A importância do ruído nas fantasias é abordada por Freud em alguns de seus textos. Num deles, relata o caso da Emmy Von N., uma senhora com aproximadamente quarenta anos. Ela passou a se incomodar com os ruídos depois de ter de permanecer em silêncio, imóvel, ao lado da cama em que a filha se encontrava enferma. A partir daí, os sons passaram a contribuir nos seus sintomas. "Pode-se ainda presumir que foi seu horror ao ruído produzido contra sua vontade que tornou traumático aquele momento e fixou o ruído em si como um sintoma mnêmico somático de toda a cena.
Num outro texto, de 1915, sua paciente, na cama com seu amante, afirma ter se assustado “com um ruído, uma espécie de pancada ou estalido, vindo da escrivaninha, junto à janela”. A partir do ruído e somado ao fato de ter visto, ao sair da casa, um indivíduo carregando uma pequena caixa, ela passou a ficar preocupada com a possibilidade de a caixa ser uma máquina fotográfica. Criou então a fantasia de ter sido fotografada em flagrante com seu amante. Freud vê ,nesse caso, o ruído como o disparador de toda a cena. "O ruído acidental, assim, desempenhou meramente o papel de um fator provocador que ativou a fantasia típica de estar sendo ouvida sem saber.”

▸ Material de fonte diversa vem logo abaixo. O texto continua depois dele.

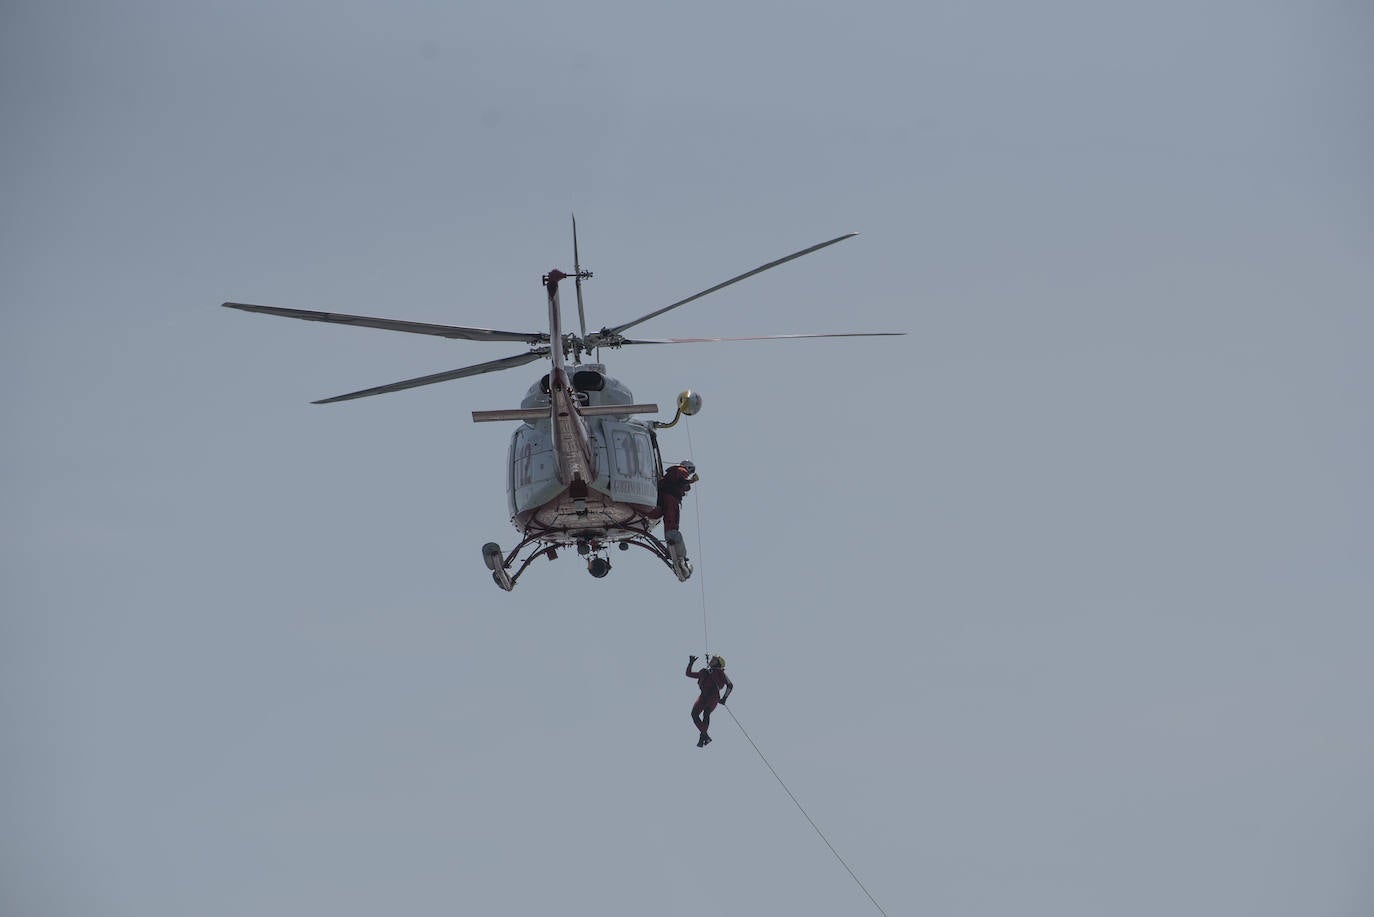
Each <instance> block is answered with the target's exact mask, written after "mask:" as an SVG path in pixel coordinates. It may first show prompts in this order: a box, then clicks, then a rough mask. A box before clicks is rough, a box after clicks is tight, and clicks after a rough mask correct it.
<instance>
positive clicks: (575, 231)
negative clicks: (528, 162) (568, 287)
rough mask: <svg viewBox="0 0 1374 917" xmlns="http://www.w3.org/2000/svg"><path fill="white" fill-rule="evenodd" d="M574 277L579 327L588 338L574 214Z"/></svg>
mask: <svg viewBox="0 0 1374 917" xmlns="http://www.w3.org/2000/svg"><path fill="white" fill-rule="evenodd" d="M573 276H574V278H576V286H577V326H578V329H580V330H581V333H583V337H584V338H585V337H587V312H584V311H583V263H581V260H580V258H578V257H577V214H576V213H574V214H573Z"/></svg>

Para quem não percebeu, a trilha sonora no filme Belle de Jour, para este ela, a trilha, cumpriu seu objetivo, interferindo de maneira subliminar, intensificando as imagens, o roteiro, as interpretações. Ela fez parte do conjunto de informações sensoriais que só o cinema é capaz de oferecer. Os ruídos incidentais, imprevisíveis, ocultos, que percorrem as cenas, como o som de carruagem, miados de gatos, sinos, mugidos, vários ambientes sonoros (cidade, campo, burburinhos, etc.), fazem parte do cotidiano, da mesma forma que a história de Kessel levada para o cinema por Buñuel também faz. A Bela da Tarde é um filme repleto de detalhes que merecem sempre muita atenção. Espero ter contribuído para despertar a curiosidade de assistir novamente esse filme e conferir o quanto ele continua ruidosamente atual e belo.